The societal-scale CPS that we study have spatial-temporal properties. The spatial aspect refers to the location-specific state variables such as traffic congestion, transportation demand, and the frequency with which incidents occur at a location. The temporal aspect refers to the dynamic nature of these systems---traffic congestion evolves over time. Non-myopic decisions entail selecting actions over time under uncertainty while accounting for future impact and demand for resources. The combined research and education efforts proposed in the project focus on answering the following critical questions for these systems - first, how do we solve the challenge of sampling future state/ environmental actions across a high-dimensional space while also tackling the challenge of non-stationarity? Second, how do we address the need for robust, fast non-myopic planning that also tackles potential non-stationarity? And third, how do we make it possible to engage non-computer science students and community partners with the solutions built using approaches pioneered in the project?
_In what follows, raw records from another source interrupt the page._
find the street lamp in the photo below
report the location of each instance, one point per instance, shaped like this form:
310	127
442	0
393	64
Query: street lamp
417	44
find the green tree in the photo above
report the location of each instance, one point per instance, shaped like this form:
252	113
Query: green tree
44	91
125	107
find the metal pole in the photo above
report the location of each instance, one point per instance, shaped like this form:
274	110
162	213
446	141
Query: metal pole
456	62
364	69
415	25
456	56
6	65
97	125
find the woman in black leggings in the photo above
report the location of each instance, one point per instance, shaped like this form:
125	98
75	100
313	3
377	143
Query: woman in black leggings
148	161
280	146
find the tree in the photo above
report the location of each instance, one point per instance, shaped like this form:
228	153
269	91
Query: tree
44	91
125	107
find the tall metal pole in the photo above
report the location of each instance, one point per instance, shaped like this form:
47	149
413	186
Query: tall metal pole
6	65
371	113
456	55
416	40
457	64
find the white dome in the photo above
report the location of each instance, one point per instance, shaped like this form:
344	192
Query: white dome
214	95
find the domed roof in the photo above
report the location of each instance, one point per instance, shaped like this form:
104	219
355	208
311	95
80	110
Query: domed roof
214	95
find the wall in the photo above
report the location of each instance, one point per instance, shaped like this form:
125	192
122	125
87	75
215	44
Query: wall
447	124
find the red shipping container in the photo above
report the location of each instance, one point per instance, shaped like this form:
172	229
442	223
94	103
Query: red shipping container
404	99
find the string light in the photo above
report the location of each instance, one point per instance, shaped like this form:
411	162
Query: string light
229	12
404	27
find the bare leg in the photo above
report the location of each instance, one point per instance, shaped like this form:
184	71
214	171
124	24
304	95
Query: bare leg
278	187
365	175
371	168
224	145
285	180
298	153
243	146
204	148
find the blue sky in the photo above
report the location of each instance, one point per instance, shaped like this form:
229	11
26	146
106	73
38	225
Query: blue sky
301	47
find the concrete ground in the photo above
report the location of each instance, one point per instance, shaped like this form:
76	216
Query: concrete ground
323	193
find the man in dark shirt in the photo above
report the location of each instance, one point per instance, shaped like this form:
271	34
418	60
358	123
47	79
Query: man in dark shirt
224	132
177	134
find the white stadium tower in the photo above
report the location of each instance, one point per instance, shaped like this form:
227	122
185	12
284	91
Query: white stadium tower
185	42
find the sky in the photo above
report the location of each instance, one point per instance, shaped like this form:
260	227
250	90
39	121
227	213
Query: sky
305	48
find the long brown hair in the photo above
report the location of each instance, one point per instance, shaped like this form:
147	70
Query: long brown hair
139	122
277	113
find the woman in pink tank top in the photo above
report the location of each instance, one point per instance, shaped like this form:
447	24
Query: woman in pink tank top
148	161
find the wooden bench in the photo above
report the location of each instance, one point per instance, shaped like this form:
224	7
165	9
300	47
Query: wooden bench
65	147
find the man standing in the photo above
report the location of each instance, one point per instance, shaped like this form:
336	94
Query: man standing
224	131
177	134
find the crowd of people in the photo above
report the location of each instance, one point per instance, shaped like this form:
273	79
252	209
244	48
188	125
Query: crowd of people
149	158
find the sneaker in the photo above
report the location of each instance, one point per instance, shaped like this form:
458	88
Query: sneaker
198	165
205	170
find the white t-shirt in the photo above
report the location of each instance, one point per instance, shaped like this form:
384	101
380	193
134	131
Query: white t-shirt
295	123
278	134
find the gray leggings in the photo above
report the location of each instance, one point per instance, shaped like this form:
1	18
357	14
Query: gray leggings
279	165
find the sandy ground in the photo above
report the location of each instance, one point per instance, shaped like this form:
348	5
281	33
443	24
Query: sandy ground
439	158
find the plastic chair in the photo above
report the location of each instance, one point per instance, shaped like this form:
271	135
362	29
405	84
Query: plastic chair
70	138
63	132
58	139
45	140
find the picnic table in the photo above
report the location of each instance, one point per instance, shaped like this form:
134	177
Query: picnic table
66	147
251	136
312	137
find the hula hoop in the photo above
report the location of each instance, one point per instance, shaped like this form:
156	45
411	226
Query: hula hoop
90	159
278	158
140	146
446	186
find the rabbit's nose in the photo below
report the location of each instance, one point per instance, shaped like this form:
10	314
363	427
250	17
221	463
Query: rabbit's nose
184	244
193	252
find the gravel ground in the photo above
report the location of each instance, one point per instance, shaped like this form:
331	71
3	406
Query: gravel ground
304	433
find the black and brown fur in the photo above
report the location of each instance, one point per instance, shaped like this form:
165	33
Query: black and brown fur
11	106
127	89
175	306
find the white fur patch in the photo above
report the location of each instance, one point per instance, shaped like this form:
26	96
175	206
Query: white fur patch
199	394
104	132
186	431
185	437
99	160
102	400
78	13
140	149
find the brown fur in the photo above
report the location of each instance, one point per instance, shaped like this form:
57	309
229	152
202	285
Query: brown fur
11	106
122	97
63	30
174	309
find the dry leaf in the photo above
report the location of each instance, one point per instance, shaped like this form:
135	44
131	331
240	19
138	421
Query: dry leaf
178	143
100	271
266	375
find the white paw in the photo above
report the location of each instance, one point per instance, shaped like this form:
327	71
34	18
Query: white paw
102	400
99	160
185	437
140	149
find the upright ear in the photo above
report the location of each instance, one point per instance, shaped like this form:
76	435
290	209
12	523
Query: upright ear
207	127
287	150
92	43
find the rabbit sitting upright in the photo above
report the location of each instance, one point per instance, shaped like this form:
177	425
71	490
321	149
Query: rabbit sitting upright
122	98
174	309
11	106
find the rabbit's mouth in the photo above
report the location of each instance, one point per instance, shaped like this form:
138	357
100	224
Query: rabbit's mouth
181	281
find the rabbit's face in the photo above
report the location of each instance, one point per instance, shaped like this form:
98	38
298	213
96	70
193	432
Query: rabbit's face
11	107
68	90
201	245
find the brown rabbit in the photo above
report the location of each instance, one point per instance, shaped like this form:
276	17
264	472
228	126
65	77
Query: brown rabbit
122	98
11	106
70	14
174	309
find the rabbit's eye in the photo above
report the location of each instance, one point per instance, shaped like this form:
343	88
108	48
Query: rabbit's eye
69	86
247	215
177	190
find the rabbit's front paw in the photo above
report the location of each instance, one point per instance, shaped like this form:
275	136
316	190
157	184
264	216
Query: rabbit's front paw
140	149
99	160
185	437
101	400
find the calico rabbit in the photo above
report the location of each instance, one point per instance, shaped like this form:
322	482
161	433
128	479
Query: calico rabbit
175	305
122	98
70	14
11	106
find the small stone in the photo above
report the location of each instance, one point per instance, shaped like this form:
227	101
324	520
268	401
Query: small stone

The proposed approach involves investigating novel machine learning methods, such as normalizing flows for designing generative models and an innovative approach to design planning algorithms using a policy-augmented hybrid Monte-Carlo Tree Search approach. A significant effort of the project will focus on complementing fundamental research with the design of a cloud-based visual domain-specific modeling environment that can help explain the design, operation, and introspection of methods by using a block-based compositional approach. The work will be augmented with course modules and online tutorials accompanying the cloud-based environment.
This award reflects NSF's statutory mission and has been deemed worthy of support through evaluation using the Foundation's intellectual merit and broader impacts review criteria.